Dan dalam semua tugas di atas, tingkat kinerja GPT-4 hampir setara dengan tingkat manusia. Berdasarkan keluasan dan kedalaman kemampuan GPT-4, kami yakin GPT-4 dapat dipandang sebagai versi kecerdasan buatan umum yang hampir tetapi tidak lengkap. "
Namun seperti yang dikomentari oleh Maarten Sap, seorang profesor di Universitas Carnegie Mellon, "percikan AGI" hanyalah contoh dari beberapa perusahaan besar yang memasukkan makalah penelitian sebagai hubungan masyarakat.
Di sisi lain, peneliti dan pengusaha mesin Rodney Brooks menunjukkan kesalahpahaman: “Saat mengevaluasi fungsionalitas sistem seperti ChatGPT, kami sering menyamakan performa dengan kemampuan.”
Salah menyamakan kinerja dengan kemampuan berarti bahwa GPT-4 menghasilkan deskripsi sumatif dunia yang dianggap sebagai pemahaman tentang dunia nyata.

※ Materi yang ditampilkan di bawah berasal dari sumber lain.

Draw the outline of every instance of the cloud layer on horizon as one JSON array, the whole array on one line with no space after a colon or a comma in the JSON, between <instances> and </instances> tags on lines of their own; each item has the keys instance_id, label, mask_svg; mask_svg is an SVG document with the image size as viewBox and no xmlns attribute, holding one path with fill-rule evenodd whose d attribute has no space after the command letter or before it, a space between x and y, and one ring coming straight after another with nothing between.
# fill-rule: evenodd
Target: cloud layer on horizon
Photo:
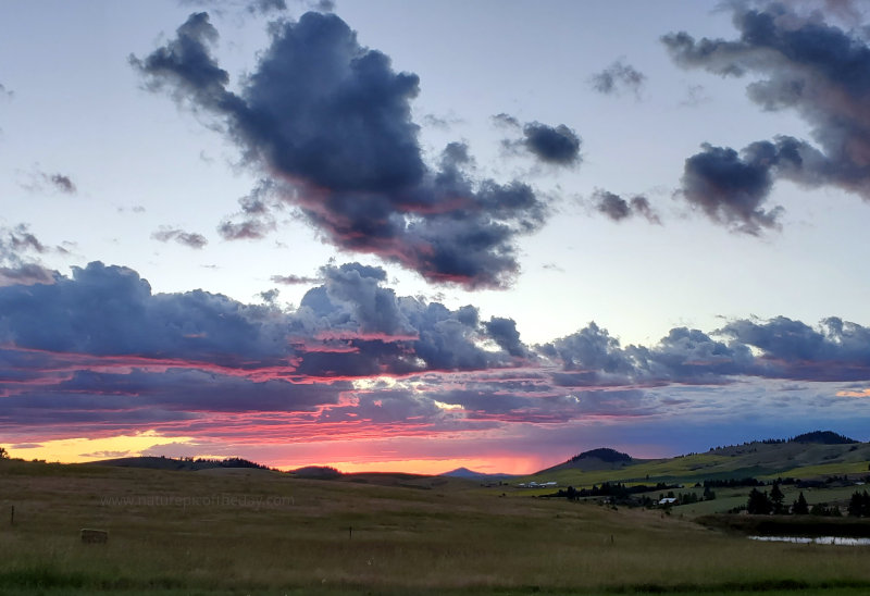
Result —
<instances>
[{"instance_id":1,"label":"cloud layer on horizon","mask_svg":"<svg viewBox=\"0 0 870 596\"><path fill-rule=\"evenodd\" d=\"M511 319L397 296L380 268L321 273L291 311L152 294L135 271L99 262L0 287L0 427L20 440L142 427L239 440L423 436L691 417L747 383L870 382L870 328L837 318L675 327L651 346L622 346L589 323L530 346ZM707 395L680 397L687 387ZM758 399L753 408L773 407ZM867 407L835 390L806 399Z\"/></svg>"}]
</instances>

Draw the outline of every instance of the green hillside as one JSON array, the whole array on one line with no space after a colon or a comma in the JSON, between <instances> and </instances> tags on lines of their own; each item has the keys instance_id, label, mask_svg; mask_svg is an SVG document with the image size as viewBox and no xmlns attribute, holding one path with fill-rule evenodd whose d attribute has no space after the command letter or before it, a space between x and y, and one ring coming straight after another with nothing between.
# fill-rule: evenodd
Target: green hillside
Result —
<instances>
[{"instance_id":1,"label":"green hillside","mask_svg":"<svg viewBox=\"0 0 870 596\"><path fill-rule=\"evenodd\" d=\"M559 486L581 488L602 482L694 485L705 480L790 476L813 480L870 473L870 444L840 435L835 436L845 440L832 442L831 435L834 433L808 433L788 440L759 440L670 459L597 462L595 458L572 459L518 482L557 482ZM813 437L819 442L810 443Z\"/></svg>"}]
</instances>

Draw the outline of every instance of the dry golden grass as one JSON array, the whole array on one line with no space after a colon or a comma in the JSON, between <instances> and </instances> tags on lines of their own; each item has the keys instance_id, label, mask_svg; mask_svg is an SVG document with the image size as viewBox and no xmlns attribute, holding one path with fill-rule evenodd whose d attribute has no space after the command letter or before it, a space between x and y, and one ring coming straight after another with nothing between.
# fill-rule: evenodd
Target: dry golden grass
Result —
<instances>
[{"instance_id":1,"label":"dry golden grass","mask_svg":"<svg viewBox=\"0 0 870 596\"><path fill-rule=\"evenodd\" d=\"M372 482L0 462L0 593L870 589L865 547L758 543L456 481ZM82 544L82 527L109 544Z\"/></svg>"}]
</instances>

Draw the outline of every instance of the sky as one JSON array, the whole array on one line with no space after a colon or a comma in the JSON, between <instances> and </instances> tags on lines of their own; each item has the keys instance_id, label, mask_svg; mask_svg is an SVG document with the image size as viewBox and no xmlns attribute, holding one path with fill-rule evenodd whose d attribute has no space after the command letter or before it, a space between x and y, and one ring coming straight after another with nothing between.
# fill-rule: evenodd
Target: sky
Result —
<instances>
[{"instance_id":1,"label":"sky","mask_svg":"<svg viewBox=\"0 0 870 596\"><path fill-rule=\"evenodd\" d=\"M870 11L0 3L0 445L870 440Z\"/></svg>"}]
</instances>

Ini ada hubungannya dengan data model AI yang dilatih.
Sebagian besar model saat ini hanya dilatih pada teks, dan tidak memiliki kemampuan untuk berbicara, mendengar, mencium, dan hidup di dunia nyata.
Situasi ini mirip dengan alegori gua Plato, orang yang tinggal di dalam gua hanya dapat melihat bayangan di dinding, tetapi tidak dapat mengenali keberadaan benda yang sebenarnya.
Model dunia yang dilatih hanya pada teks hanya dijamin benar secara tata bahasa. Namun pada intinya, ia tidak memahami apa yang dimaksud dengan bahasa tersebut, dan ia tidak memiliki akal sehat untuk berhubungan langsung dengan lingkungan.
Keterbatasan utama dari model besar saat ini
Tantangan paling kontroversial dari model bahasa besar (LLM) adalah kecenderungan mereka untuk berhalusinasi.
Halusinasi mengacu pada situasi di mana model memalsukan referensi dan fakta, atau mengacaukan kesimpulan logis, kesimpulan kausal, dll., dan menghasilkan konten yang tidak berarti.
Ilusi model bahasa besar berasal dari kurangnya pemahaman mereka tentang hubungan sebab akibat antar peristiwa.
Dalam makalah "Is ChatGPT a Good Causal Reasoner? A Comprehensive uation", para peneliti mengkonfirmasi fakta ini:
Model bahasa besar seperti ChatGPT, terlepas dari apakah ada hubungan dalam kenyataan, mereka cenderung berasumsi bahwa ada hubungan sebab akibat antara peristiwa.
Alamat kertas:
Para peneliti akhirnya menyimpulkan:
"ChatGPT adalah penjelasan kausal yang sangat baik, tetapi bukan inferensi kausal yang baik."
Demikian pula, kesimpulan ini juga dapat diperluas ke LLM lainnya.
Artinya LLM pada hakekatnya hanya memiliki kemampuan induksi kausal melalui pengamatan, tetapi bukan kemampuan deduksi kausal.
Ini juga mengarah pada keterbatasan LLM.Jika kecerdasan berarti belajar dari pengalaman dan mengubah konten yang dipelajari menjadi model dunia untuk memahami lingkungan sekitar, maka inferensi kausal, sebagai elemen dasar pembelajaran, tidak mungkin untuk bagian yang hilang dari kecerdasan.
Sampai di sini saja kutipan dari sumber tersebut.